Michel Struthoff

Personal information
- Born: 19 April 2003 (age 23) Germany

Sport
- Sport: Field hockey
- Position: Forward
- Club: Rot-Weiss Köln

National team
- Years: Team / Caps / Goals
- 2021–2024: Germany U–21 / 26 / (6)
- 2022–: Germany / 25 / (4)
- 2022–: Germany Indoor / 6 / (4)

Medal record
Men's field hockey
Representing Germany
World Cup
| Gold medal – first place | 2026 Wavre/Amstelveen |  |
EuroHockey Championships
| Gold medal – first place | 2025 Mönchengladbach |  |
FIH Junior World Cup
| Gold medal – first place | 2023 Kuala Lumpur |  |
| Silver medal – second place | 2021 Bhubaneswar |  |
Sultan of Johor Cup
| Gold medal – first place | 2023 Johor Bahru |  |
EuroHockey U–18 Championship
| Gold medal – first place | 2021 Valencia |  |
Men's indoor hockey
EuroHockey Indoor Championship
| Silver medal – second place | 2022 Hamburg |  |

= Michel Struthoff =

German field hockey player (born 2002)

Michel Struthoff (born 19 April 2003) is a field and indoor hockey player from Germany.

==Field hockey==
===Domestic league===
In the German national league, the Bundesliga, Struthoff represents Rot-Weiss Köln. He also previously represented Uhlenhorster HC.

===Under–21===
Struthoff made his debut for the German U–21 side in 2021. He made his first and only appearances for the national junior team at the FIH Junior World Cup in Bhubaneswar. At the tournament, he won a silver medal.

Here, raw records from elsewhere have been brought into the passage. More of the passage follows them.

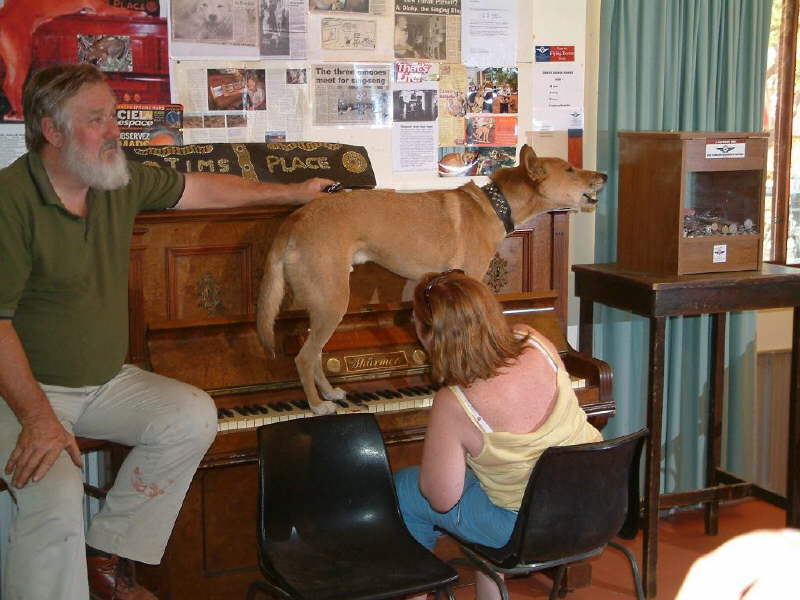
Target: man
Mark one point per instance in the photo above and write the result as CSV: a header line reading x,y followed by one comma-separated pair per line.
x,y
66,218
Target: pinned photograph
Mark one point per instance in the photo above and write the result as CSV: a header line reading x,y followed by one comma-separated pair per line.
x,y
358,6
254,94
275,28
296,76
106,52
415,105
226,89
493,90
202,21
420,37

He didn't represent the team again until 2023. His first appearances came during a Four–Nations Tournament in Düsseldorf. He finished out the year with gold medals at the Sultan of Johor Cup in Johor Bahru and the FIH Junior World Cup in Kuala Lumpur.

In 2024, he made his final appearances for the national junior team at the EuroHockey U–21 Championship held in Terrassa.

===Honamas===
Following his junior international debut, Struthoff received his first call–up to the Honamas in 2022. He earned his first senior international cap during a match against India in Bhubaneswar, during the third season of the FIH Pro League.

Since his debut, Struthoff has appeared in the fourth, fifth and sixth seasons of the FIH Pro League.

==International goals==
The following is a list of field hockey goals scored by Struthoff at international level.

Goal: Date; Location; Opponent; Score; Result; Competition; Ref.
1: 10 March 2023; Birsa Munda International Hockey Stadium, Rourkela, India; India; 2–3; 2–3; 2022–23 FIH Pro League
2: 18 February 2025; Kalinga Stadium, Bhubaneswar, India; 3–1; 4–1; 2024–25 FIH Pro League
3: 24 February 2025; Ireland; 2–0; 8–2
4: 8–2

==Indoor hockey==
In addition to field hockey, Struthoff has represented the German Indoor squad. He became European runner–up in 2022, taking home a silver medal from the EuroHockey Indoor Championship in Hamburg.